The letters to Thessalonians are almost completed, despite having taken me months to complete them (a global pandemic got in the way). I’ve had to read back on what I’ve read in the letters to refresh my memory. It’s been somewhat sobering as I realise I have been doing exactly what James 1: 22-25 warns against doing: hearing and forgetting. The letters had lots of advice ready for me to use in this time of COVID-19 and yet I followed none of it. So, perhaps they weren’t lessons learnt after-all. ()r this was the lesson – who knows?)
Yesterday, I had a zoom prayer session and was blessed by friends on the other side of the world gathering to pray for me. My final prayer echoed the words of verse one: “As for other matters, brothers and sisters, pray for us that the message of the Lord may spread rapidly and be honoured, just as it was with you.” I prayed that the message of the gospel may be heard whatever my situation and that Christ be glorified. Verses 2-4 are very encouraging as well. Verse 5 is an especially beautiful prayer.
May the Lord direct your hearts into God’s love and Christ’s perseverance.
Can I get an amen? I certainly need my heart directed into God’s love and Christ’s perseverance. It’s been running a on empty recently and my perseverance has been shaky at best. (Nonexistent at worst and probably at its most honest, too.)
Verses 6 to 15 is a rebuke against idleness. I manage to give an illusion of industry, but I’m probably pretty idle. I like a good nap and I sometimes (daily) put off things I should. I’d like to be a pathetic millennial and say adulting is hard but it’s not, especially in my situation. So, I probably should get a grip a bit more. It also might help me in making some rather large decisions about next steps, when I’m looking to make life easier but probably can’t.
Another consequence of COVID-19 is there is plenty of stress and uncertainty happening. So, again, the Bible is timely and relevant. God is good.
Now may the Lord of peace himself give you peace at all times and in every way. The Lord be with all of you.
Yes, Lord, be with me and give me peace at all times and in every way. Amen.
Like in his other letters Paul lets us know what living as a follower of Christ should look like and what it doesn’t look like.
First, he tells us to focus both our hearts and minds on heavenly things. Our desires and our perspectives should be based on higher things than the earth.
Then he tells us what the markers of Christian life are:
- Forgiving others
- Peace of Christ ruling our hearts
- The message of Christ dwelling among us
- Psalms, verses, songs to God in our conversation and in our hearts
- Wives submitting to their husbands
- Husbands loving their wives
- Children obeying parents
- Servants obeying their masters
- Working as if for God not man
Christian living does not involve these things:
- Sexual impurity
- Evil desires
- Greed (which is idolatry)
- Filthy language
- Fathers embittering their children
Again, these are quite a list.
But if we do it with our focus upon Jesus in his throne, then we will desire to love and serve him.
This part of scripture is just amazing.
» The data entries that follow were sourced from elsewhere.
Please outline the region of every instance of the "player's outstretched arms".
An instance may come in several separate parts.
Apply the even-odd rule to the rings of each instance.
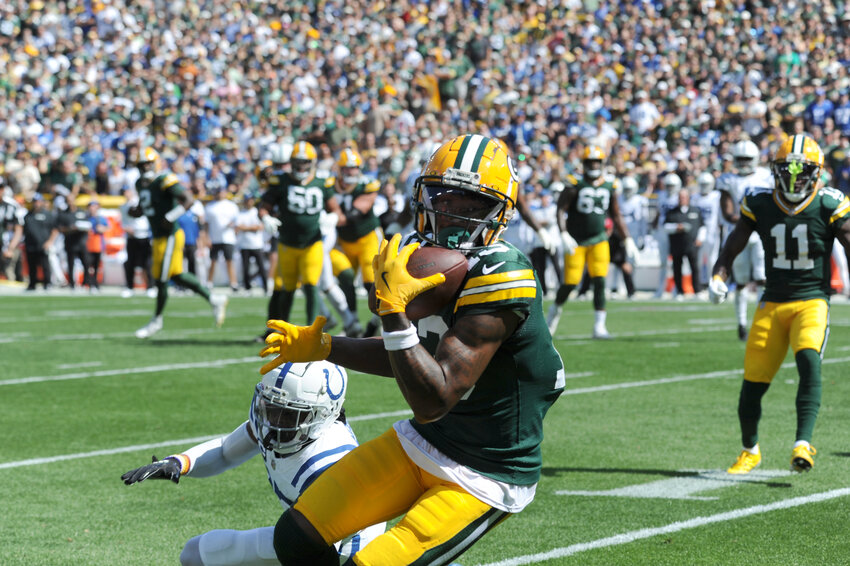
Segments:
[[[127,485],[145,481],[146,479],[171,480],[174,483],[178,483],[180,481],[180,470],[182,467],[177,458],[169,457],[164,460],[157,460],[156,456],[154,456],[150,464],[124,473],[121,479]]]

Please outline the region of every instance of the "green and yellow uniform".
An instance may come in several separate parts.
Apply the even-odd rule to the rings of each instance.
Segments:
[[[153,276],[157,281],[168,281],[183,273],[183,230],[177,222],[167,222],[165,215],[180,204],[185,189],[177,175],[166,171],[152,181],[136,181],[139,207],[142,209],[153,233]]]
[[[340,208],[346,217],[346,223],[337,227],[337,242],[354,269],[360,268],[363,283],[375,281],[372,258],[378,253],[384,235],[381,221],[372,209],[362,214],[354,208],[354,201],[361,195],[377,193],[380,188],[380,182],[364,177],[350,192],[337,194]]]
[[[821,188],[791,206],[776,191],[741,203],[744,222],[764,245],[766,282],[747,340],[744,379],[770,383],[790,345],[822,355],[828,334],[832,247],[850,218],[850,199]]]
[[[357,564],[385,564],[388,556],[428,564],[456,555],[527,505],[540,478],[543,417],[565,380],[540,285],[529,259],[509,243],[468,257],[455,301],[414,323],[421,344],[434,354],[463,316],[510,310],[523,322],[448,414],[427,424],[395,423],[324,472],[295,504],[327,541],[360,522],[406,512],[356,555]]]
[[[564,256],[564,283],[578,285],[585,263],[591,277],[606,277],[611,263],[605,219],[610,216],[611,202],[617,198],[620,181],[614,177],[585,179],[567,175],[566,181],[576,196],[567,210],[567,232],[579,247]]]
[[[303,186],[290,174],[274,172],[262,201],[277,209],[278,272],[275,290],[294,291],[300,281],[317,285],[324,253],[319,214],[334,197],[333,178],[317,174]]]

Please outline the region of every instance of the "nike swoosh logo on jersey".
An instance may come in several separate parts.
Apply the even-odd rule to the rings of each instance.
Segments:
[[[481,273],[483,273],[484,275],[489,275],[490,273],[493,273],[496,269],[498,269],[499,267],[501,267],[503,265],[505,265],[504,261],[500,261],[499,263],[494,263],[493,265],[485,265],[484,267],[481,268]]]
[[[386,271],[381,272],[381,279],[383,280],[384,285],[387,286],[387,289],[389,289],[390,283],[389,283],[389,281],[387,281],[387,272]]]

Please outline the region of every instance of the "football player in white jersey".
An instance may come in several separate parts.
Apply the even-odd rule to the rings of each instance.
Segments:
[[[643,241],[646,238],[649,220],[649,199],[638,194],[638,182],[634,177],[623,177],[623,190],[618,195],[620,199],[620,214],[623,217],[623,222],[626,223],[626,228],[629,235],[635,239],[639,249],[643,249]],[[623,274],[623,281],[626,285],[626,293],[629,297],[634,295],[634,269],[635,260],[627,260],[622,265],[620,271]],[[614,280],[611,284],[611,289],[616,291],[618,287],[617,274],[614,273]]]
[[[698,262],[699,280],[706,285],[711,280],[711,268],[720,252],[720,192],[714,190],[714,185],[714,175],[709,171],[703,171],[697,175],[697,191],[691,197],[691,204],[699,209],[702,214],[702,225],[705,226],[705,241],[699,248]]]
[[[658,243],[658,257],[661,261],[658,270],[658,287],[655,289],[655,298],[660,299],[667,287],[667,259],[670,255],[670,241],[667,232],[664,231],[664,222],[667,213],[679,206],[679,189],[682,188],[682,179],[675,173],[667,173],[661,180],[664,189],[658,194],[655,205],[657,212],[653,226],[655,227],[655,241]]]
[[[734,173],[725,173],[717,179],[720,191],[720,213],[723,222],[725,242],[738,218],[741,216],[741,201],[744,195],[755,189],[773,190],[773,174],[767,167],[760,167],[759,149],[750,140],[741,140],[732,144]],[[724,243],[724,242],[721,242]],[[735,279],[735,314],[738,319],[738,338],[747,339],[747,286],[764,285],[764,247],[758,234],[750,236],[747,246],[735,258],[732,264],[732,276]]]
[[[348,387],[345,369],[327,361],[287,363],[257,384],[250,416],[227,436],[210,440],[130,470],[131,485],[146,479],[205,478],[239,466],[256,455],[284,510],[316,477],[357,446],[342,404]],[[384,532],[378,523],[337,543],[341,562]],[[272,565],[274,527],[247,531],[212,530],[189,539],[180,553],[183,566]]]

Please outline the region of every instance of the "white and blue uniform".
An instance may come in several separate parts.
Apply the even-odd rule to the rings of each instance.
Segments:
[[[744,200],[744,195],[755,190],[772,191],[773,189],[773,174],[765,167],[756,167],[755,171],[749,175],[726,173],[717,179],[717,190],[727,193],[732,198],[738,214],[740,214],[741,201]],[[722,245],[726,242],[726,238],[729,237],[735,224],[722,217],[720,221],[723,229]],[[764,247],[755,232],[750,236],[747,246],[732,263],[732,274],[738,285],[744,285],[750,281],[764,281]]]

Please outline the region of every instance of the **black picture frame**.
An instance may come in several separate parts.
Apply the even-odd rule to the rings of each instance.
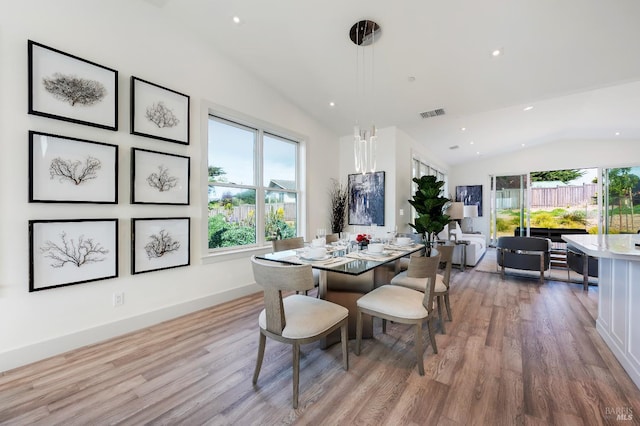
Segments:
[[[131,77],[131,134],[189,145],[190,97]]]
[[[118,130],[118,71],[29,40],[29,114]]]
[[[29,131],[30,203],[118,203],[118,146]]]
[[[465,206],[478,206],[478,216],[482,217],[482,185],[456,186],[456,201],[462,201]]]
[[[131,148],[131,204],[189,205],[191,159]]]
[[[384,226],[384,172],[348,176],[349,225]]]
[[[131,274],[191,264],[189,217],[132,218]]]
[[[118,219],[29,221],[29,292],[118,276]]]

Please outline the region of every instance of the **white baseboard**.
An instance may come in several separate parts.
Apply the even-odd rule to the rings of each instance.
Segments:
[[[262,291],[262,287],[257,284],[249,284],[223,293],[189,300],[187,302],[167,306],[152,312],[136,315],[134,317],[99,325],[97,327],[34,343],[32,345],[23,346],[21,348],[11,349],[7,352],[0,353],[0,372],[59,355],[82,346],[92,345],[103,340],[121,336],[132,331],[140,330],[141,328],[149,327],[191,312],[219,305],[239,297],[248,296],[259,291]]]

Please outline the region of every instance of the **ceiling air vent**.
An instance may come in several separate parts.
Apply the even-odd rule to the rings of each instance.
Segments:
[[[449,147],[449,149],[458,149],[458,148],[460,148],[460,145],[451,145]]]
[[[444,108],[438,108],[431,111],[425,111],[420,113],[420,117],[422,118],[438,117],[440,115],[444,115]]]

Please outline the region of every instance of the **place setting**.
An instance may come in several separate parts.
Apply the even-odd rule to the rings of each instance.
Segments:
[[[295,258],[300,263],[312,265],[341,265],[351,262],[351,259],[334,256],[326,247],[308,247],[298,250]]]

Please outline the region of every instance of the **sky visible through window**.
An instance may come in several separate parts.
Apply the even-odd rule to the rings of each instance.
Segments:
[[[219,181],[237,185],[255,185],[254,151],[256,133],[253,129],[236,127],[218,120],[209,120],[209,166],[221,167],[225,174]],[[294,181],[296,144],[265,135],[264,185],[271,180]]]

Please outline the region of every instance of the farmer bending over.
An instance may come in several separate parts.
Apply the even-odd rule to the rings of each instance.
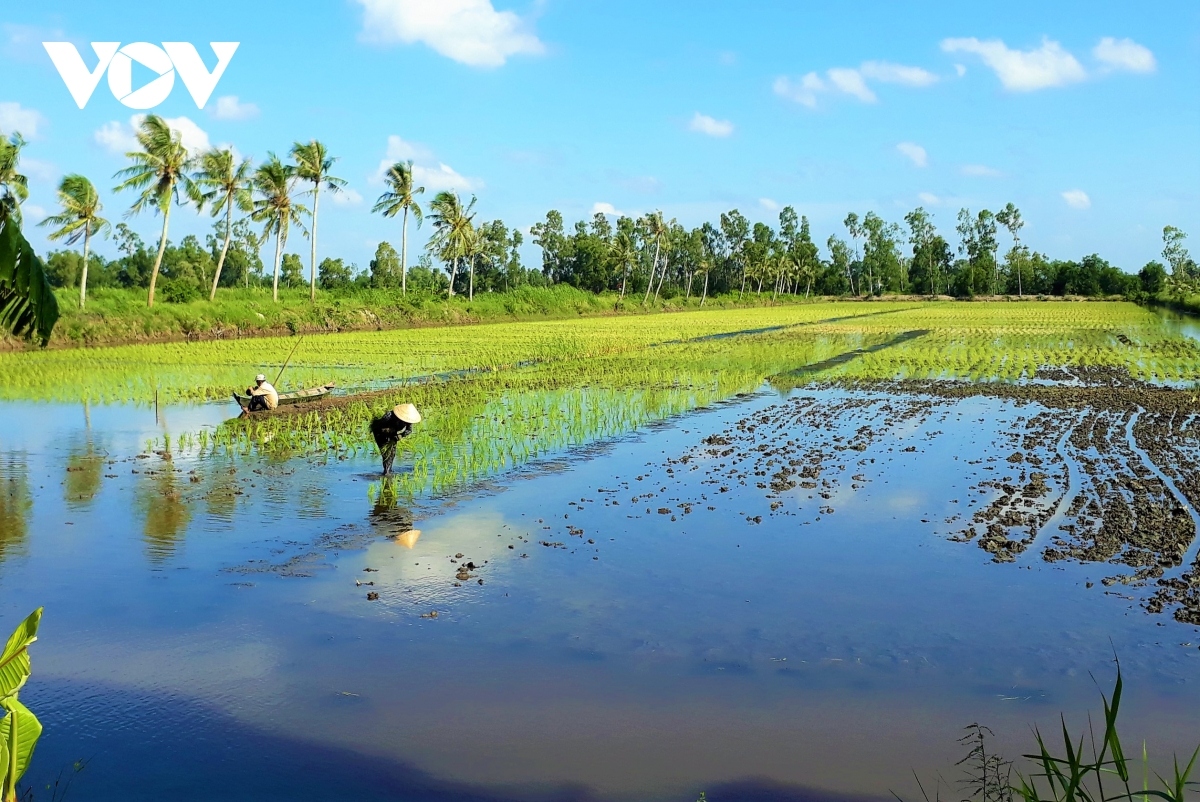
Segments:
[[[401,437],[412,434],[413,425],[421,422],[421,413],[412,404],[400,404],[371,421],[371,434],[383,457],[383,475],[392,472],[392,461],[396,459],[396,443]]]
[[[247,387],[246,392],[250,394],[250,403],[246,409],[251,412],[260,409],[275,409],[279,406],[279,393],[267,381],[267,377],[261,373],[254,377],[254,386]]]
Just read it yourself a few times. Really take it in.
Verses 13-14 tells us of a rescue story. One where people were in the kingdom of darkness but were bought into another kingdom. This is our rescue story!
Then the next section tells us all about Jesus, who he is and what he has done. This is what it tells us
- He created everything
- He sustains everything
- He is eternal
- He is the fullness of God
- He rules over every authority
- He is the head of the church
- He reconciled everything—that’s everything— to God.
- He shed his blood
- He made peace
Then it reiterates how we were saved in verses 21-22:
“Once you were alienated from God and were enemies in your minds because of your evil behaviour. But now he has reconciled you by Christ’s physical body through death to present you holy in his sight, without blemish and free from accusation…”
How amazing is Jesus and the work he has done!
Now Paul tells us his response to this, which is one we should all follow. Paul becomes a servant to this message and proclaims Christ.